SERANG, BANTENEKSPRES.CO.ID – Dinas Pendidikan dan Kebudayaan (Dindikbud) Kota Serang akan memperkuat pengawasan terhadap guru dan tenaga kependidikan menyusul pemberhentian tiga aparatur sipil negara (ASN) oleh Badan Kepegawaian dan Pengembangan Sumber Daya Manusia (BKPSDM) Kota Serang.
Tiga tenaga pendidik tersebut terdiri dari dua guru berstatus PNS yang diberhentikan secara hormat karena tidak masuk kerja tanpa keterangan yang sah dalam waktu lama, serta satu guru berstatus PPPK yang diberhentikan secara tidak hormat karena terbukti melakukan pelanggaran asusila.
Dindikbud akan melakukan penerbitan surat edaran kepada seluruh satuan pendidikan sebagai upaya mencegah terulangnya pelanggaran disiplin maupun pelanggaran etika di lingkungan sekolah.
Kepala Dindikbud Kota Serang Ahmad Nuri mengatakan, kasus pemberhentian ASN yang terjadi belakangan harus menjadi pelajaran bagi seluruh pegawai, khususnya para guru dan tenaga kependidikan.
Menurutnya, setiap ASN memiliki tanggung jawab untuk menjaga integritas dan profesionalisme dalam menjalankan tugas sebagai pelayan masyarakat.
“Peristiwa ini harus menjadi bahan evaluasi bersama.

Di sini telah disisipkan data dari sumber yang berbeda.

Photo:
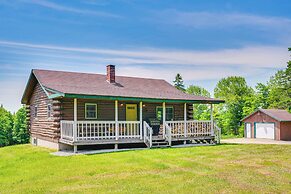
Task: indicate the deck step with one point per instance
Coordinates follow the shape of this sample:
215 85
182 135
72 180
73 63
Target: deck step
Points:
159 143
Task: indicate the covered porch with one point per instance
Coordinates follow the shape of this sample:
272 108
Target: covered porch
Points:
133 122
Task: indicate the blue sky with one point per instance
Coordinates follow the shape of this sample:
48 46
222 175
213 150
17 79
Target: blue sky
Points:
203 40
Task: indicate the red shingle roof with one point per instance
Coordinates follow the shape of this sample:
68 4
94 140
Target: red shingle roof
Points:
96 84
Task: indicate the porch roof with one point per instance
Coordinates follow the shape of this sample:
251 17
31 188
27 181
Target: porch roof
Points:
85 85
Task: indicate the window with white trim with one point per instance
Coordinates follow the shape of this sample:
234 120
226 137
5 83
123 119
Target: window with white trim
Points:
49 110
169 113
35 111
90 111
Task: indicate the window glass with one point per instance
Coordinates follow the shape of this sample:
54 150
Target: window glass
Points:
35 111
49 110
169 113
91 111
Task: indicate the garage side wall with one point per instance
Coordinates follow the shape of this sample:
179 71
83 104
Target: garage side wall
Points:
285 132
260 117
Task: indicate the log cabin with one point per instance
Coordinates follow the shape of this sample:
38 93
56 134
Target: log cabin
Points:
69 109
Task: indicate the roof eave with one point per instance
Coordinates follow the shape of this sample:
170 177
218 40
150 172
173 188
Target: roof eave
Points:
67 95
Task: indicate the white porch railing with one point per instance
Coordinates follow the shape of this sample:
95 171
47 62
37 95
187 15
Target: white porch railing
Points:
168 134
99 130
148 131
67 130
192 128
217 133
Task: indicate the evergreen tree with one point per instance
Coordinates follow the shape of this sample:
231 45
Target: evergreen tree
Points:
200 111
280 89
234 90
179 83
6 125
20 132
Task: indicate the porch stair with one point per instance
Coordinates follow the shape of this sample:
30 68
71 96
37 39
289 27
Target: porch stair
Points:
160 143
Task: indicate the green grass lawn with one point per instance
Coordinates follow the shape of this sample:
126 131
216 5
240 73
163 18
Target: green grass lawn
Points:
208 169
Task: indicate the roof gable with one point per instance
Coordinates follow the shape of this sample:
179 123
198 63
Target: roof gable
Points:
72 83
277 114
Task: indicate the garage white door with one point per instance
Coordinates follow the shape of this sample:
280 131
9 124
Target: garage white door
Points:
248 130
265 130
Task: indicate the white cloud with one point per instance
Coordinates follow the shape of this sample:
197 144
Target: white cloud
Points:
194 65
59 7
218 19
251 56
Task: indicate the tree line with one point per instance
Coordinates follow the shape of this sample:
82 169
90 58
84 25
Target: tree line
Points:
241 99
13 127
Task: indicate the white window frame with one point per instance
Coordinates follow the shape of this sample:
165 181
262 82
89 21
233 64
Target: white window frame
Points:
49 112
35 110
95 104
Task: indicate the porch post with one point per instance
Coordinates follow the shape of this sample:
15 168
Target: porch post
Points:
75 123
116 120
211 118
185 120
164 119
140 119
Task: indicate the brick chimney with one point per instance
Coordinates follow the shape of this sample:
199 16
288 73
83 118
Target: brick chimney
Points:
110 73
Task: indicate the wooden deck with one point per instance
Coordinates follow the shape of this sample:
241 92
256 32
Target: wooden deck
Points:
128 132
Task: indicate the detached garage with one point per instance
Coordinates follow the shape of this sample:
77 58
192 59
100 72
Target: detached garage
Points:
268 124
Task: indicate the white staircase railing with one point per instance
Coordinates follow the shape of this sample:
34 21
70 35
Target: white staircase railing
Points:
168 134
217 133
193 128
148 131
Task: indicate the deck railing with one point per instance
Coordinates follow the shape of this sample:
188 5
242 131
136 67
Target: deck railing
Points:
217 133
193 128
148 132
168 134
99 130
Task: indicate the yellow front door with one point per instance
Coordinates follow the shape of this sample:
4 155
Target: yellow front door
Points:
131 112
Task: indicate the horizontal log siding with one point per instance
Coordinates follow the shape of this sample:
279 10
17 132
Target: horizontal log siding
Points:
106 110
42 126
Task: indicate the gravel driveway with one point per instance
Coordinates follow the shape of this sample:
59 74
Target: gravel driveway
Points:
254 141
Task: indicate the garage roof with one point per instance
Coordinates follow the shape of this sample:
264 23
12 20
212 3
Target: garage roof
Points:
278 114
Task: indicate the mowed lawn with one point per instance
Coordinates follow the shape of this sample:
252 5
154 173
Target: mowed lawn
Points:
208 169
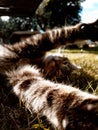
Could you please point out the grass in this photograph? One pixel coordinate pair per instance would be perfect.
(13, 115)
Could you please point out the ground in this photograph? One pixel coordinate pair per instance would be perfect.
(14, 116)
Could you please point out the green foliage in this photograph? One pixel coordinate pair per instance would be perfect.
(59, 12)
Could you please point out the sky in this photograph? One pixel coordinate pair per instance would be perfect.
(90, 11)
(88, 14)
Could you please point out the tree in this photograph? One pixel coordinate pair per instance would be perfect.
(59, 13)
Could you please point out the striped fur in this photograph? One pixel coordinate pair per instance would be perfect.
(33, 49)
(64, 106)
(67, 108)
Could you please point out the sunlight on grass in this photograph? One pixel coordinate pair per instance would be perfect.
(85, 79)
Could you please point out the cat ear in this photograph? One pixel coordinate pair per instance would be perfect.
(89, 105)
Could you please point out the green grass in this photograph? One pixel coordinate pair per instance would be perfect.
(16, 117)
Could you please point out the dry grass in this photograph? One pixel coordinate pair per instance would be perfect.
(13, 115)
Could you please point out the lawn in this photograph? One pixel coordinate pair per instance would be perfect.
(16, 117)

Semua tenaga pendidik dan tenaga kependidikan harus menjadikannya sebagai pengingat untuk selalu bekerja sesuai aturan dan menjaga nama baik profesi,” katanya, Kamis 11 Juni 2026.
Nuri menjelaskan, Dindikbud akan segera mengeluarkan surat edaran yang ditujukan kepada kepala sekolah, guru, serta tenaga kependidikan agar lebih meningkatkan disiplin kerja dan kepatuhan terhadap aturan yang berlaku.
Ia menegaskan, seluruh guru yang berstatus PPPK maupun ASN lainnya memiliki komitmen kerja yang harus dipatuhi selama menjalankan tugas di lingkungan pendidikan.
“Semua memiliki kewajiban yang sama, yaitu bekerja sesuai tugas pokok dan fungsi serta mematuhi komitmen yang telah disepakati,” ujarnya.
Selain penguatan disiplin, Dindikbud juga akan melakukan evaluasi secara berkala terhadap kinerja para pegawai. Evaluasi tersebut mengacu pada perjanjian kerja dan indikator kinerja yang telah ditetapkan pemerintah.
Menurut Nuri, pemberian sanksi yang dilakukan pemerintah terhadap ASN yang melanggar aturan merupakan bagian dari upaya menjaga profesionalisme birokrasi.
Karena itu, ia meminta seluruh tenaga pendidik untuk menjaga perilaku, etika, dan moralitas selama bertugas, baik di lingkungan sekolah maupun di tengah masyarakat.
“Guru merupakan contoh bagi peserta didik. Karena itu integritas, etika, dan moral harus selalu dijaga agar kepercayaan masyarakat terhadap dunia pendidikan tetap baik,” tuturnya.
Nuri berharap seluruh sekolah dapat membangun budaya saling mengingatkan dan memperkuat nilai-nilai kebersamaan agar tidak ada lagi pelanggaran yang berujung pada sanksi berat.
“Kami ingin seluruh tenaga pendidik fokus memberikan pelayanan pendidikan terbaik kepada masyarakat. Jadikan kejadian ini sebagai pembelajaran agar tidak terulang kembali di kemudian hari,” pungkasnya. (*)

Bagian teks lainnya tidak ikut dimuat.